Go further: Daily price limits for wheat futures on the Chicago Board of Trade will be expanded for today’s session, according to parent company CME Group. Limits for KC Soft Red Winter Wheat and Hard Red Winter Wheat will be widened to 75 cents a bushel, after March and May CBOT wheat contracts set the normal daily high of 50 cents on Thursday. . Unless wheat futures show another limit move today, limits will drop back to 50 cents on Monday.

Interest rates menu

Concerns are growing about a Fed rate hike next month, given the global risks created by the conflict in Ukraine. It’s kind of a no-win situation, where raising rates could exacerbate growth disruptions, while staying on the sidelines could worsen inflation and pose a big threat to the economy. The central bank will need to tread carefully in the months and year ahead, and the risk of policy error has never been higher.
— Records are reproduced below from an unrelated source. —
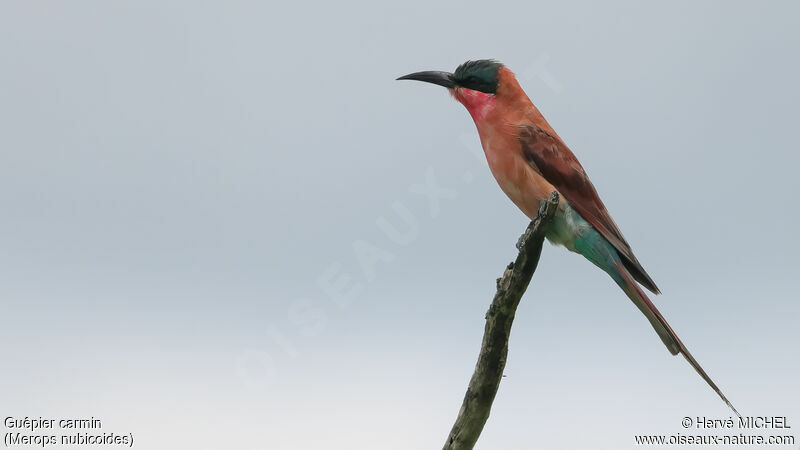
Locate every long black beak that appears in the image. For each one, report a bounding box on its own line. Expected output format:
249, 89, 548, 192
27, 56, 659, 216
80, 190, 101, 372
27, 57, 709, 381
398, 70, 456, 89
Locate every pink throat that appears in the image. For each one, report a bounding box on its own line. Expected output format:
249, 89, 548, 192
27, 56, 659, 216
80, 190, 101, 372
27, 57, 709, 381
453, 87, 495, 124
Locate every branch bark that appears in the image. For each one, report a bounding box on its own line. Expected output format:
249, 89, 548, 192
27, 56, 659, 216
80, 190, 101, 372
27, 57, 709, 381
444, 192, 558, 450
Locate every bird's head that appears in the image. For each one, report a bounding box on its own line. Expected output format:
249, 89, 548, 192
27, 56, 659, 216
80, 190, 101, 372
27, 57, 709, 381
398, 59, 519, 121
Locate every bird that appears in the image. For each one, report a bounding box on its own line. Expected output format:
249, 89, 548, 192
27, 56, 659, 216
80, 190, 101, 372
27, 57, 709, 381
397, 59, 741, 417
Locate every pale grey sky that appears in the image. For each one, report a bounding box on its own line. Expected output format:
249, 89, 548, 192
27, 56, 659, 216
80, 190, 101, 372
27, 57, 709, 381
0, 0, 800, 450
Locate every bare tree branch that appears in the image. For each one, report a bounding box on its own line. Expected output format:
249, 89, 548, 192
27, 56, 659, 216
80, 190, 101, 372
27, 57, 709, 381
444, 192, 558, 450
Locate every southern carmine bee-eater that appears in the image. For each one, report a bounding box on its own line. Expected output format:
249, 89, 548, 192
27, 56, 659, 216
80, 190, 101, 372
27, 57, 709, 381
398, 60, 739, 415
Fedspeak: A list of central bank officials stuck to the idea of ​​a March rate hike despite uncertainty surrounding Russia’s invasion of Ukraine. Federal Reserve Governor Christopher Waller even suggested a half-point move if inflation data continues to be hot, as well as cutting the Fed’s balance sheet no later than July. Many traders also see the start of an up cycle in March, but are still debating the aggressiveness of the Fed over the rest of the year.

“We haven’t even fully absorbed and exited the supply shock of the pandemic yet,” added Joe Brusuelas, chief economist at economics consultancy RSM US.

Analyst Comment: “We haven’t had such a big and wide inflation overshoot in decades,” said Bruce Kasman, chief global economist for JP Morgan. While the bank expects inflation to begin to ease by mid-year, a prolonged shock could mount price pressures. “If that happens, the Fed is going to have some very tough choices.”